I am haunted also by the randomness of this accident’s consequences. Apparently the van hit gravel on the side of the road, the driver over-corrected, and the van rolled. At 21 I was in a similar accident. A group of us–I recall 8 or 9–were driving from Boston to New Orleans for Mardi Gras in my friend’s cargo van, which had two bucket seats in front and nothing but space behind. On I-95 about 50 miles south of D.C., around 6 am, a gust of wind rocked the van, pushing it to the right. The driver turned the wheel to the left to pull us back into the passing lane. The van’s steering linkage was loose, the front wheels did not respond immediately, and he turned the steering wheel more. The van started to skid to the right so he turned the wheel right, but too hard. The van swayed right, swayed left, started to lean, and flipped. I remember the loud bang each time we hit, and wondered if there would be an enormous final crash when a tractor-trailer plowed into us or we burst into flames. There wasn’t. The van came to rest on its side in the breakdown lane, its nose pointing at the southbound traffic. Inside was a jumble of people, backpacks, sleeping bags, and suitcases. Someone opened the rear door. We helped each other outside. The driver and front passenger exited through the opening left by the shattered windshield. The van was destroyed. The van’s battery–it lived behind the driver’s seat–had torn loose and strewn acid around the interior–something we discovered later when holes appeared in our jeans and jackets. We were shaken and bruised, but the worst injury was to the van’s owner, a small cut over his right eye from flying glass that required one small bandage. Eight or nine people, two seats (the driver and front passenger had buckled their belts shortly before the crash because of the strong winds buffeting the van), everyone else sitting or lying around an empty cargo space, and no serious injuries.

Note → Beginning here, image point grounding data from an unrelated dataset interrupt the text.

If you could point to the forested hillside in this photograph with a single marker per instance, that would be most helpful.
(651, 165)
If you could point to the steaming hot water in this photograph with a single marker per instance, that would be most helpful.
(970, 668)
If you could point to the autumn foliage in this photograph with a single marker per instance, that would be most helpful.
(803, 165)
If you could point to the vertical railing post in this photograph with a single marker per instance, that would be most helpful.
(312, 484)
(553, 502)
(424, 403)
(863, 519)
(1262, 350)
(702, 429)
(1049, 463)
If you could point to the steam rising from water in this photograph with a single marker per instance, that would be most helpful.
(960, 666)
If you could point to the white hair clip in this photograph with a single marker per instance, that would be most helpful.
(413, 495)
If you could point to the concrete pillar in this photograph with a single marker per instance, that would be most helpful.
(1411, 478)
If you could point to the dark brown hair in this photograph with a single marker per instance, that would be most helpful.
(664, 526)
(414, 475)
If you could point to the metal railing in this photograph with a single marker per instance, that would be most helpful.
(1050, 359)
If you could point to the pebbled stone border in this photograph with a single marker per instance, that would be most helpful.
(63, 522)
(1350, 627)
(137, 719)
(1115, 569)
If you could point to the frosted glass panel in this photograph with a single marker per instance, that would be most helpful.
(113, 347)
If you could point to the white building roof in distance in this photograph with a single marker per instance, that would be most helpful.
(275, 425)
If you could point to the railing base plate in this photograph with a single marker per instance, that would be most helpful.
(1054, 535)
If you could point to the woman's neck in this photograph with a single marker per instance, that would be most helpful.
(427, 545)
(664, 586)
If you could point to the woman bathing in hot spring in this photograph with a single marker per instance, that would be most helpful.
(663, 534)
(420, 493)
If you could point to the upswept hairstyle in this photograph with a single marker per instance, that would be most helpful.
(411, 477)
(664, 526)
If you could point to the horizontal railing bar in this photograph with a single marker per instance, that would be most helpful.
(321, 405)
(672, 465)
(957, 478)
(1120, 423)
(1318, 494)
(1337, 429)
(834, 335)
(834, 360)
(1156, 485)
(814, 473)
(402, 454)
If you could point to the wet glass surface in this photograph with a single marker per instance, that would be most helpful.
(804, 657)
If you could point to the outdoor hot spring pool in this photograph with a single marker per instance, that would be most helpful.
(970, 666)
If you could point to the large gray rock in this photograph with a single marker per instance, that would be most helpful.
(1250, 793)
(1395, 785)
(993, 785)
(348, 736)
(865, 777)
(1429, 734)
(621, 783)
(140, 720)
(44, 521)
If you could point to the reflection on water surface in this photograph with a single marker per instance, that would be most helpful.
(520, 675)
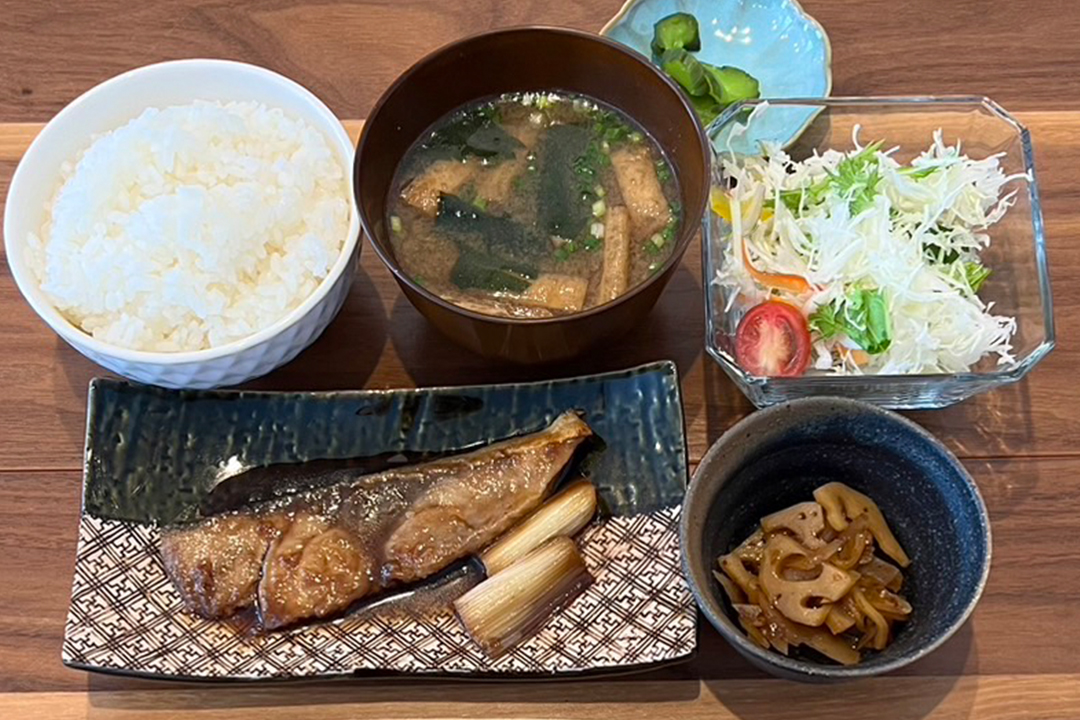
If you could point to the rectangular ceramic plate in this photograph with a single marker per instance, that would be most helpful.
(153, 456)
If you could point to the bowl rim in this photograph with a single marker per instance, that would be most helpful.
(691, 217)
(1004, 375)
(82, 340)
(801, 667)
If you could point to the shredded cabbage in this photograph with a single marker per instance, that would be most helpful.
(891, 253)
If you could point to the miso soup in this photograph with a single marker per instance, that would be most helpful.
(534, 205)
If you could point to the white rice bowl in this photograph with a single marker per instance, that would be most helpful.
(192, 227)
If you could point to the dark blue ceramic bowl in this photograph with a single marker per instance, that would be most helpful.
(777, 457)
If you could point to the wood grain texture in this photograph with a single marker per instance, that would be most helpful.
(1015, 660)
(1001, 697)
(380, 341)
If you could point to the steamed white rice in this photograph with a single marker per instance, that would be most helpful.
(192, 226)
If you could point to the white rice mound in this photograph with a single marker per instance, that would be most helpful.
(193, 226)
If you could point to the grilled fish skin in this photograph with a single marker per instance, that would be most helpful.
(312, 555)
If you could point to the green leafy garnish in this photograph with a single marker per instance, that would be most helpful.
(609, 127)
(939, 255)
(856, 177)
(862, 315)
(918, 173)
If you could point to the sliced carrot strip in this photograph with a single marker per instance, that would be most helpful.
(795, 284)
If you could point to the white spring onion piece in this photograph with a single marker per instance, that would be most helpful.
(564, 515)
(509, 607)
(861, 219)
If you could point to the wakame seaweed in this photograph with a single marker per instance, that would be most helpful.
(485, 272)
(562, 209)
(501, 235)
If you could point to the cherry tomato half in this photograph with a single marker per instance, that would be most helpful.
(773, 340)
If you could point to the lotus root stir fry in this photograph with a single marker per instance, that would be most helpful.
(811, 575)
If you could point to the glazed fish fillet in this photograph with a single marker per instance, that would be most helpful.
(313, 554)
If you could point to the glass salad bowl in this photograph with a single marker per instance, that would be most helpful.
(1017, 285)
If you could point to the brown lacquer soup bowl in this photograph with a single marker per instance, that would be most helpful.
(524, 60)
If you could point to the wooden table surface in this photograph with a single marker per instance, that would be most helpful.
(1017, 657)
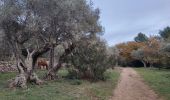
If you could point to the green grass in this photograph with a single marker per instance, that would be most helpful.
(62, 89)
(159, 80)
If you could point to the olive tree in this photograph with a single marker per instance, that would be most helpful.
(34, 27)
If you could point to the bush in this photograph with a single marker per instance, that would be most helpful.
(90, 60)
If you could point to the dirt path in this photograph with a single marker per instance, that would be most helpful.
(131, 87)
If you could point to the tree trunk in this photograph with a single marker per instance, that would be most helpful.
(26, 72)
(144, 64)
(51, 74)
(51, 64)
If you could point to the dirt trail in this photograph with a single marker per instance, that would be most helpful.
(131, 87)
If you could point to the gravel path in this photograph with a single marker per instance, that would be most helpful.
(131, 87)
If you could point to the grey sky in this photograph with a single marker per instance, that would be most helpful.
(123, 19)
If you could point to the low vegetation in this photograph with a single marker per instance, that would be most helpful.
(61, 89)
(159, 80)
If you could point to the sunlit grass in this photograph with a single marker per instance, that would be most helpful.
(62, 89)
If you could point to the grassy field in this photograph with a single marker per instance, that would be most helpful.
(159, 80)
(62, 89)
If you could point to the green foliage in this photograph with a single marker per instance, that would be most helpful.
(141, 37)
(158, 79)
(165, 33)
(90, 59)
(62, 89)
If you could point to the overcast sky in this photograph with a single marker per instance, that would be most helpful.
(123, 19)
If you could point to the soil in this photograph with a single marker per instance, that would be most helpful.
(132, 87)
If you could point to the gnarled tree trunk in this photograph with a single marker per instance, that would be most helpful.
(26, 72)
(144, 64)
(51, 74)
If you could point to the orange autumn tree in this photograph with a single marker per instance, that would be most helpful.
(149, 53)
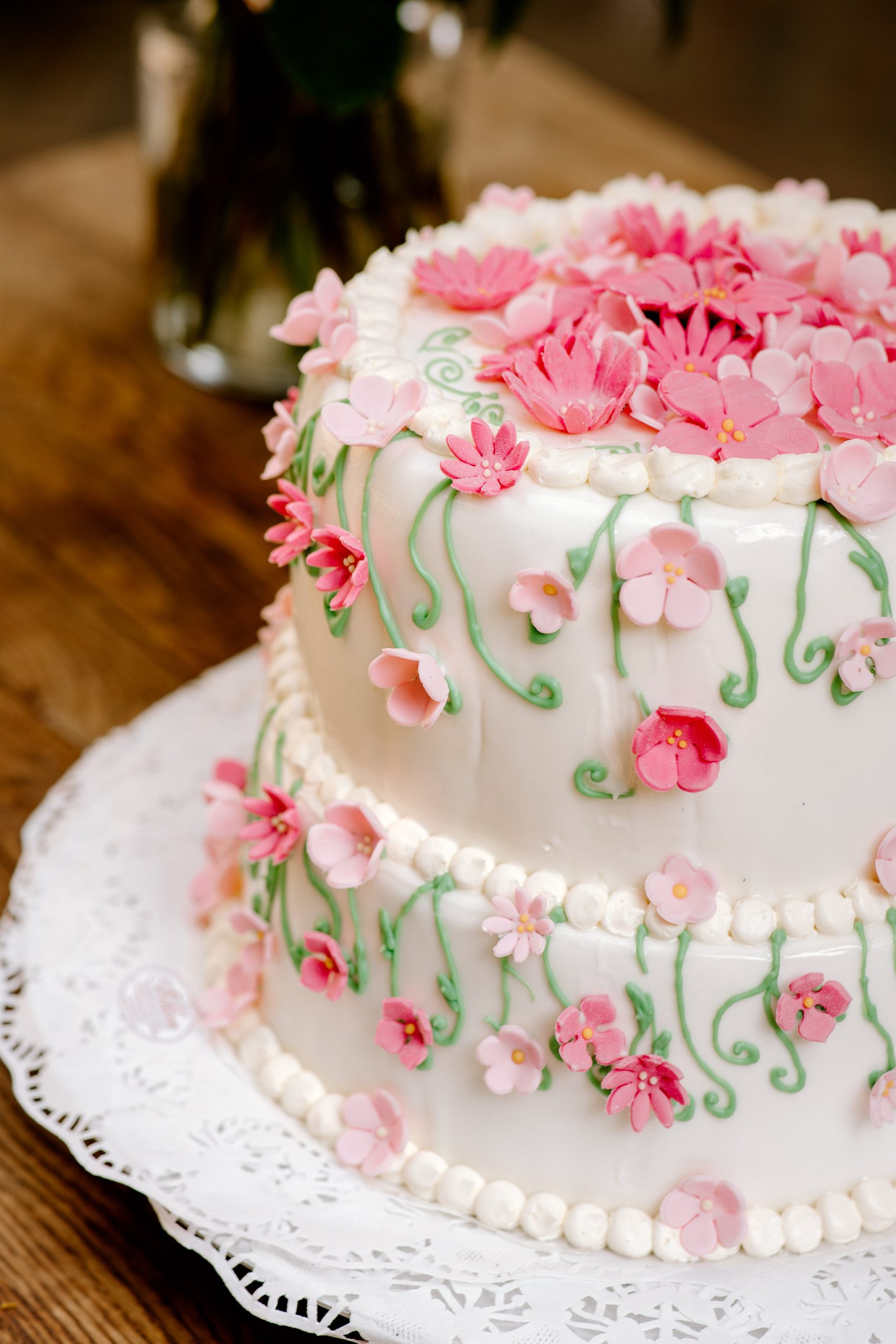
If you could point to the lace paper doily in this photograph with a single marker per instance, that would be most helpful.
(99, 961)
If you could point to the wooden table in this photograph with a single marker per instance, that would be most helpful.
(131, 519)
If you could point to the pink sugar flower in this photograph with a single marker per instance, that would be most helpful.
(856, 481)
(669, 572)
(735, 417)
(343, 565)
(347, 844)
(405, 1031)
(308, 311)
(547, 597)
(513, 1062)
(324, 970)
(522, 924)
(859, 646)
(681, 893)
(491, 464)
(418, 690)
(679, 748)
(281, 824)
(376, 1132)
(575, 390)
(467, 284)
(642, 1084)
(294, 534)
(708, 1213)
(582, 1045)
(815, 1003)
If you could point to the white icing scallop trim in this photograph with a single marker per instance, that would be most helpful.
(587, 905)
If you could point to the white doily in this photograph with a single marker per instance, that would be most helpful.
(99, 961)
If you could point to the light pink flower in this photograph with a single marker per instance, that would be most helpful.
(324, 970)
(491, 464)
(467, 284)
(735, 417)
(815, 1003)
(708, 1213)
(883, 1100)
(376, 1132)
(347, 844)
(575, 390)
(856, 481)
(513, 1062)
(343, 565)
(681, 893)
(375, 412)
(405, 1031)
(644, 1084)
(418, 690)
(281, 824)
(581, 1042)
(308, 311)
(294, 534)
(547, 597)
(522, 925)
(669, 572)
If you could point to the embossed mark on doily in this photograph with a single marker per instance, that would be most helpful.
(157, 1004)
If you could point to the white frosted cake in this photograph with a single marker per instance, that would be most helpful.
(559, 886)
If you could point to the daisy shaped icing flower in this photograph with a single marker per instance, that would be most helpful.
(347, 844)
(815, 1003)
(513, 1062)
(681, 893)
(491, 464)
(522, 924)
(375, 411)
(467, 284)
(669, 572)
(549, 598)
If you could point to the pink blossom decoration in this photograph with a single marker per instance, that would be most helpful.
(471, 286)
(858, 483)
(679, 748)
(582, 1043)
(575, 390)
(708, 1213)
(308, 311)
(324, 970)
(522, 924)
(669, 572)
(681, 893)
(418, 690)
(347, 844)
(513, 1062)
(375, 1133)
(815, 1003)
(859, 646)
(735, 417)
(375, 412)
(491, 464)
(547, 597)
(405, 1031)
(343, 563)
(644, 1084)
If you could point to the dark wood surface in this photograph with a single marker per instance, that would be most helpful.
(131, 560)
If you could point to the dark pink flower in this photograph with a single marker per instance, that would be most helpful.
(815, 1003)
(735, 417)
(581, 1042)
(405, 1031)
(679, 748)
(467, 284)
(343, 563)
(644, 1084)
(491, 464)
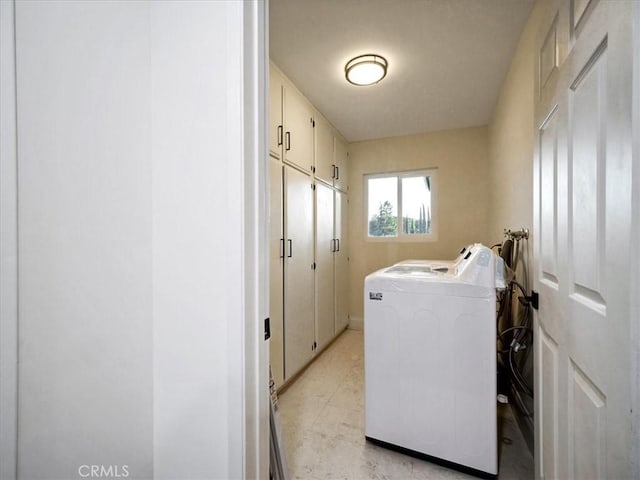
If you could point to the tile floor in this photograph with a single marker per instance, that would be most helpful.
(322, 418)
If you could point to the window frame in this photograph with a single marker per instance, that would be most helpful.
(402, 237)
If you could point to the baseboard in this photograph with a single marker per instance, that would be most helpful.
(355, 323)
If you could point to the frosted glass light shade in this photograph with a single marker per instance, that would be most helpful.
(366, 69)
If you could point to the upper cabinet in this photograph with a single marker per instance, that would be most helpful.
(330, 154)
(290, 123)
(276, 133)
(298, 130)
(324, 150)
(340, 158)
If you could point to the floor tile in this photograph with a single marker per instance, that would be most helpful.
(322, 416)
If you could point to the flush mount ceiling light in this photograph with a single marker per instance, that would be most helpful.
(365, 69)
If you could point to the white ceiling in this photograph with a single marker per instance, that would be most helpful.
(447, 59)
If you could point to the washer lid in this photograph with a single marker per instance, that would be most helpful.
(426, 283)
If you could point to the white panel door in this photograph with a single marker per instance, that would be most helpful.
(276, 270)
(298, 134)
(299, 275)
(325, 168)
(341, 259)
(582, 175)
(325, 246)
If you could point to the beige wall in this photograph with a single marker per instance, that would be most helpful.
(461, 157)
(511, 137)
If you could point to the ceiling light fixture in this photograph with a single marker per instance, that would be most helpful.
(365, 69)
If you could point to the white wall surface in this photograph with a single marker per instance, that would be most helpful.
(131, 238)
(8, 248)
(461, 157)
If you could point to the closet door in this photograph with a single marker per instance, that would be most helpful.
(299, 275)
(298, 135)
(341, 260)
(276, 270)
(276, 133)
(340, 160)
(325, 246)
(325, 168)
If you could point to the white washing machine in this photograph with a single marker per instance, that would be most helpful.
(430, 360)
(440, 265)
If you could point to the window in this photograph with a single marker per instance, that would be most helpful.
(409, 196)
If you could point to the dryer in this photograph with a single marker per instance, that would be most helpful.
(430, 360)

It could have been worse, but it wasn’t. There’s no reason. There may be explanations for escaping unscathed based on how everyone was positioned inside, and why the doors did not open while we rolled, and the light early morning traffic, but those are all random distinctions. There’s no meaning as to why one accident ended in tragedy and another ended as a colorful tale from my youth. This juxtaposition haunts me. Not every accident like this tears out the hearts of the victims’ families, friends, and community. It is unspeakably sad that this one did.